子供の顔を覆っていた『灰化の呪病』のひび割れが、クリームによってシューシューと音を立てて溶かされていく。だが、溶けているのは『病魔』だけであり、その下からは、透き通るような健康的な肌が姿を現したのだ。
「な、なんだこれは……」
アーサーは呆然と呟いた。
神話級の強力すぎる『呪い』に対して、それを上回る神話級の『猛毒の酸』がぶつかり合った結果。マイナスとマイナスが完全に相殺し合い、純粋に病魔の部分だけを溶かし尽くすという、天文学的な確率の『奇跡の化学反応』が起きたのである。
「まあ! ほら、すっかりお肌がツルツルになりましたわ!」
伽羅は自分のエステ技術に満足げに頷くと、次々と他の病人たちにも猛毒のクリームを塗りたくっていく。
「ああっ……! 体が、体が治っていく!」
「灰化が止まった! 奇跡だ、奇跡の御手だ!」
次々と健康な肉体を取り戻していく人々は、涙を流しながら伽羅の前にひれ伏した。
「ありがとうございます、慈愛の女神様! 私たちの命の恩人です!」
隔離区画は、絶望の底から一転して、歓喜と感謝の涙に包まれた。
「ふふっ。

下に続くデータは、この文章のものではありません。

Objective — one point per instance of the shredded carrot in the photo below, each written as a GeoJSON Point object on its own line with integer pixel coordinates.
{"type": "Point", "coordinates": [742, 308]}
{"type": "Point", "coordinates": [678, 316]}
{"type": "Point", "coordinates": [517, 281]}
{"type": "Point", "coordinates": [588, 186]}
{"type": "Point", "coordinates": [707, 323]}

女神だなんて大袈裟ですわ。保湿は毎日のケアが大切ですから、これからは乾燥にお気をつけてね」
人々から崇め奉られ、伽羅は上機嫌で微笑んでいる。その光景を遠巻きに見ていたアーサーとエルリアは、完全に言葉を失い、その場にへたり込んでいた。
(……俺たちが国を挙げて絶望していた不治の奇病が、あいつの『勘違いのスキンケア』で完治してしまった……)

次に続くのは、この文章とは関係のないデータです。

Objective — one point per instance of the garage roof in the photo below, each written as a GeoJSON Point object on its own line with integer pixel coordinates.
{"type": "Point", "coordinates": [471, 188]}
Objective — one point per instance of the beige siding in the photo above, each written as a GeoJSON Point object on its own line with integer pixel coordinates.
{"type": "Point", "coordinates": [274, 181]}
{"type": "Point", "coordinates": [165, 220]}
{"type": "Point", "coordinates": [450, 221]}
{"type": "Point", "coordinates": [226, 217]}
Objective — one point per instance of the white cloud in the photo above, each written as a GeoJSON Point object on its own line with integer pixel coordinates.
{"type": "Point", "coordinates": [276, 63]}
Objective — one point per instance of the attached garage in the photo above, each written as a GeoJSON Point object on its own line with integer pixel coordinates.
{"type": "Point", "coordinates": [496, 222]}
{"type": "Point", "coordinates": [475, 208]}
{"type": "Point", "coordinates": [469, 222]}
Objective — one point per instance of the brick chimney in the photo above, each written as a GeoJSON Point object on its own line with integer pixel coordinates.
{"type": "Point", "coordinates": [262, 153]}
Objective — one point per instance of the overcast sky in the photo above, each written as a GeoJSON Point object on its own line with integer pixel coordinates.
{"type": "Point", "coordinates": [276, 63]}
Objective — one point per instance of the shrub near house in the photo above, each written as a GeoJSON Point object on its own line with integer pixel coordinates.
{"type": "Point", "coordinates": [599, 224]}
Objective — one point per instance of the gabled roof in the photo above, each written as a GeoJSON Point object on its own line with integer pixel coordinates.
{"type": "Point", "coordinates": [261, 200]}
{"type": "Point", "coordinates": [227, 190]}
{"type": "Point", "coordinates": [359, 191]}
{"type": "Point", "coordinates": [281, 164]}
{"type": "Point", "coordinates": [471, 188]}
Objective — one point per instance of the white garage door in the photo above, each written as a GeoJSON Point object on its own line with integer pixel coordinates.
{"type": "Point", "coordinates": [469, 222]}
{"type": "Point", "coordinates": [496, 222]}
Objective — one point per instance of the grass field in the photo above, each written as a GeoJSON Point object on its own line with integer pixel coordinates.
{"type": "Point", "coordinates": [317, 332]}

(ええ、アーサー様……。あんな恐ろしい猛毒が、特効薬になるなんて……)
彼らは、不治の病から人々が救われたことに心底安堵していた。王都の英雄として、これほど喜ばしいことはないはずだった。しかし、その過程があまりにも理不尽で、あまりにもデタラメすぎたため、彼らの心を満たしていたのは「感動」ではなく、強烈な「脱力感」と「肩透かし」であった。
「……おい、ルーク」
アーサーは、後ろで荷物持ちをしていた副官に、虚ろな声で話しかけた。
「王宮に報告しておけ。灰化の呪病は……保湿不足が原因だった、とな」
「……はい、団長。直ちに、そのように報告いたします……」
泣きながら感謝する市民たちと、満面の笑みの厄災の令嬢。そして、完全に疲弊しきった英雄たち。悪意なき狂気は、時に奇跡をも引き起こす。王都の平和と人々の命は、英雄たちの削り取られる精神と引き換えに、今日もまたデタラメに護り抜かれるのであった。